The iceman cometh, and saveth the day

3/12/2013
BY DANIEL NEMAN
BLADE FOOD EDITOR

It wouldn't have been so bad, only I had bought a new car less than a week before.

On a recent Saturday morning, I was looking forward to my day's first glass of iced tea. I put my glass against the lever in the ice cube dispenser, and only water came out.

That was a bad sign. Ice is supposed to come out in solid form, not liquid. 

A repairman came out to the house and grimly informed us that we had a leak in our system and that all the freon had escaped. Finding the problem, fixing it, and recharging the system with freon would cost a cool $1,000.

Say what, now?

Obviously, it was time to get a new fridge. So we bundled up and went out to an appliance store where we found a fridge that admirably met our needs. It had a couple of small dents, and was a manager's special on top of that, so we managed to get an otherwise expensive refrigerator for 60 percent off. It cost ever so slightly less than the repair bill for the old fridge would have been.

But this was a Saturday, and we could not get it delivered until Tuesday. And that was bad news for all the food left in the old, now totally dead refrigerator.
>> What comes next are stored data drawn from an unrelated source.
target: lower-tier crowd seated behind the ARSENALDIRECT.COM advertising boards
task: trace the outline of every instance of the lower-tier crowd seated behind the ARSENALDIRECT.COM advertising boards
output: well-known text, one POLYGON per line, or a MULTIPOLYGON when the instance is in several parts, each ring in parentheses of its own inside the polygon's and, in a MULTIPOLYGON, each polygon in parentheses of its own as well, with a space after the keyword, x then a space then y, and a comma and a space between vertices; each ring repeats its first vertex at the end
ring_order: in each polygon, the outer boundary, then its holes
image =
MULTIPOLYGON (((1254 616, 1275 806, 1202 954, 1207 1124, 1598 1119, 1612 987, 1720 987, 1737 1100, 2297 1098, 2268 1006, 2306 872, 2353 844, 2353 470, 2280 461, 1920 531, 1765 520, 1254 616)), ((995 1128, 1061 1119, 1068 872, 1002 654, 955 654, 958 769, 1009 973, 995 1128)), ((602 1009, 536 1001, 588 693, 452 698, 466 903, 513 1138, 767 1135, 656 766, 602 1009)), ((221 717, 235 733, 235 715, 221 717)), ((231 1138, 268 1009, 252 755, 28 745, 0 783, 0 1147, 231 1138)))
Fortunately, we've lived in Richmond, Va., so we've had a lot of experience in dealing with refrigerators and other appliances that aren't working (the power company's unofficial motto is "Whoops! There goes another squirrel!"). So we knew what to do.

The plan was to make full use of the great outdoors, Nature's Refrigerator. This was a few weeks ago, when the high temperatures were in the mid-to-low 30s, and the lows got into the teens. While the mid-30s is just about as low as you want to keep things refrigerated, the teens will ruin some foods and even freeze others. What we had to do, then, was keep foods chilled without letting them get too cold.
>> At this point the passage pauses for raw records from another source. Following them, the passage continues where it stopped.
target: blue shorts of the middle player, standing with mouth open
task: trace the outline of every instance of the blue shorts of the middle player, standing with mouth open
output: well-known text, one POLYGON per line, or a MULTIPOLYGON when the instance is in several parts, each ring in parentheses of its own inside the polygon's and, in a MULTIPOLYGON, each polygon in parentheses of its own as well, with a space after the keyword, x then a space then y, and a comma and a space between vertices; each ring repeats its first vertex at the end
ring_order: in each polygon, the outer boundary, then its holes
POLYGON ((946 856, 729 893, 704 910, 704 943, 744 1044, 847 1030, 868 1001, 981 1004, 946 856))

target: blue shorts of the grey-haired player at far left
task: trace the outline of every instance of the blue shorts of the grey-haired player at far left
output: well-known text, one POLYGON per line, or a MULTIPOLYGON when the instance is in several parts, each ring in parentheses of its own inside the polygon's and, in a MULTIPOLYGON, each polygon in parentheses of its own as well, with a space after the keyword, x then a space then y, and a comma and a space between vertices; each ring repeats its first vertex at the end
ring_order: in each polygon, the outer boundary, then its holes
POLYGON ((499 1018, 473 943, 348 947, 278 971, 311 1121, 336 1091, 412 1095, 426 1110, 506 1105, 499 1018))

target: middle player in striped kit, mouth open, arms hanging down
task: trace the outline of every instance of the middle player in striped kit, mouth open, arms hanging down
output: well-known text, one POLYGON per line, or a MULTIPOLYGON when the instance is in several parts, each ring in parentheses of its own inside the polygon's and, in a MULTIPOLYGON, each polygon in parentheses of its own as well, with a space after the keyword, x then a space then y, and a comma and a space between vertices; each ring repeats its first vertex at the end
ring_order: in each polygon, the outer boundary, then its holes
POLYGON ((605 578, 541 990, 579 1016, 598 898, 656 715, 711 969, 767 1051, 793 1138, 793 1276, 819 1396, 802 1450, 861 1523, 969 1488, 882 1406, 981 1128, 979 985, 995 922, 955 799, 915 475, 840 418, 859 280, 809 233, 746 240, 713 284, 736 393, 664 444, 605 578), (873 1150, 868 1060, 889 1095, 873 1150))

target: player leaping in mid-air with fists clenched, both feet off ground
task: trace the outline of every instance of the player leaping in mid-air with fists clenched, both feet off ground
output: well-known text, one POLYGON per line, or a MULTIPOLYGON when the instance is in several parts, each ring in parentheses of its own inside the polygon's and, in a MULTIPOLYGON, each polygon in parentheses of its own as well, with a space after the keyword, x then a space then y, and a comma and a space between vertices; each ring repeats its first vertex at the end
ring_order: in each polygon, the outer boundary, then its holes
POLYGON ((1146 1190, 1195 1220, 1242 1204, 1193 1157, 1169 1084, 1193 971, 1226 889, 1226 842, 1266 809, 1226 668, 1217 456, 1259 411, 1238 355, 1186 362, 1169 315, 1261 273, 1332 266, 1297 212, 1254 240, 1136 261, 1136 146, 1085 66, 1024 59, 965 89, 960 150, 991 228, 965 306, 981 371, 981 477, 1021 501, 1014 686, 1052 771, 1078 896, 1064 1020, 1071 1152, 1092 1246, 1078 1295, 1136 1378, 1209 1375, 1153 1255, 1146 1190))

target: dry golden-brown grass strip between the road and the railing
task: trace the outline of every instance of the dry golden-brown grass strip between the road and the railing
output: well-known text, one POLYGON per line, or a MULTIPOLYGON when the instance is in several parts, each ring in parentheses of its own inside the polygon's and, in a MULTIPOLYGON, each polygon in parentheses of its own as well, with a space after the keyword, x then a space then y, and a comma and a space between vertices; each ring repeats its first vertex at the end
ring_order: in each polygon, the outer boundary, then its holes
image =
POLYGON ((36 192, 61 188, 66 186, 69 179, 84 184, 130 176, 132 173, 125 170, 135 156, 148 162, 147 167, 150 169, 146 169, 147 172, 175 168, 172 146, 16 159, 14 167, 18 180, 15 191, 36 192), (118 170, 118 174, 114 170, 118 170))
I put ice in the bottom of four coolers, covered it with everything in the fridge, and placed them outside on a screened-in porch. The idea, which I thought was pretty clever, was to keep the food chilled by the ice yet keep the coolers cold enough from the ambient temperature to keep the ice from melting.

If it worked right, and it did, the food would stay more or less the proper temperature for the whole time we were awaiting the new refrigerator. But the big problem was with the food that had been in the freezer.
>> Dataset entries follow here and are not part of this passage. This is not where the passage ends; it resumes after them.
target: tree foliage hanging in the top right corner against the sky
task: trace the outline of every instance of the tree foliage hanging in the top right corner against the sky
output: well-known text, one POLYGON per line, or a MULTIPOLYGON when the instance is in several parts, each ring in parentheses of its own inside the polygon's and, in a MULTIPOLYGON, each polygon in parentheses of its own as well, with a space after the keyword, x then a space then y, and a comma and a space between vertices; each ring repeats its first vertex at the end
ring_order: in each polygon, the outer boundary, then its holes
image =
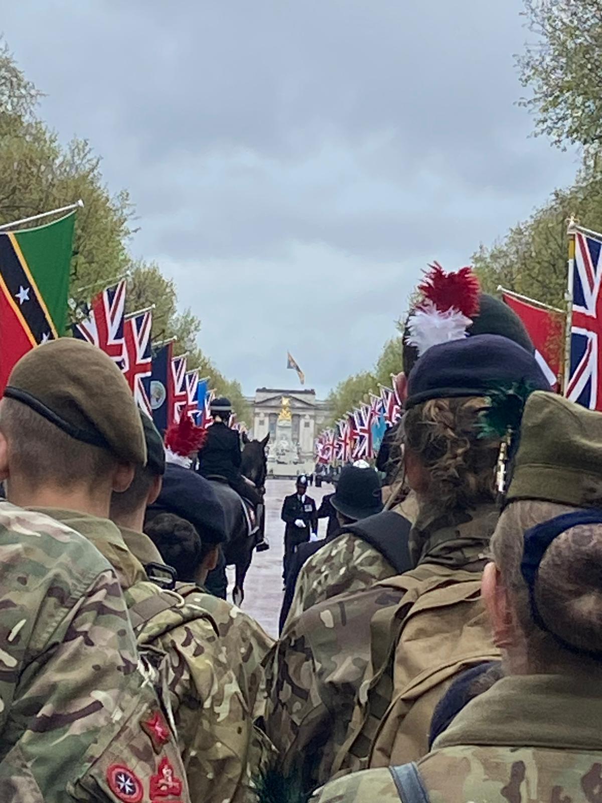
POLYGON ((602 0, 525 0, 536 37, 517 62, 535 131, 555 145, 602 141, 602 0))

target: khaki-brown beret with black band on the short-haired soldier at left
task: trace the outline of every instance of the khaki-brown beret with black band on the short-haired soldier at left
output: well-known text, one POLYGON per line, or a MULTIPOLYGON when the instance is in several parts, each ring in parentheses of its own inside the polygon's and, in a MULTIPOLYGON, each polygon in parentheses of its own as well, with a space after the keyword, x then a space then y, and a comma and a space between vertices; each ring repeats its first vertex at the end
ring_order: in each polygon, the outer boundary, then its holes
POLYGON ((123 373, 96 346, 61 337, 32 349, 10 373, 4 395, 77 441, 124 463, 146 465, 140 414, 123 373))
Freezers are generally set to around 0 degrees, and even the nighttime temperatures in the teens would not approach that. Neither would coolers full of ice, which at best will keep the temperature a little above 32 degrees. Basically, we were going to lose whatever we had in our freezer.

The good news is, it's not that much. Because of unusual circumstances, we happened to have a small steak and a smaller packet of frozen lobster in the freezer, which means the night the fridge died we had a lovely meal of surf 'n' turf.

My wife kept a couple of frozen dinners in there as well, and while one did not make it past triage, the other one became a satisfying and apparently non-spoiled meal. Most of the rest of the items in the freezer were containers full of homemade stock — beef, chicken, and shrimp — from a story I had written a few weeks before. While the frozen stock had thawed, it was still essentially refrigerated out on the porch, so we enjoyed more soup than, frankly, we wanted for the next few days.

Which leads me to the slice of wedding cake. In accordance with tradition, we froze a slice of our wedding cake when we got married, intending to eat it on our first anniversary. But we forgot all about it on our first anniversary, and our second, and our third. So far, we've had it for 17 years. In 2003, when Hurricane Isabel knocked out power for a week, we found it, wrapped in plastic but floating in a pool of melted chicken goo.

Now it is safely back in our new freezer. Ever eating it in the future seems unlikely.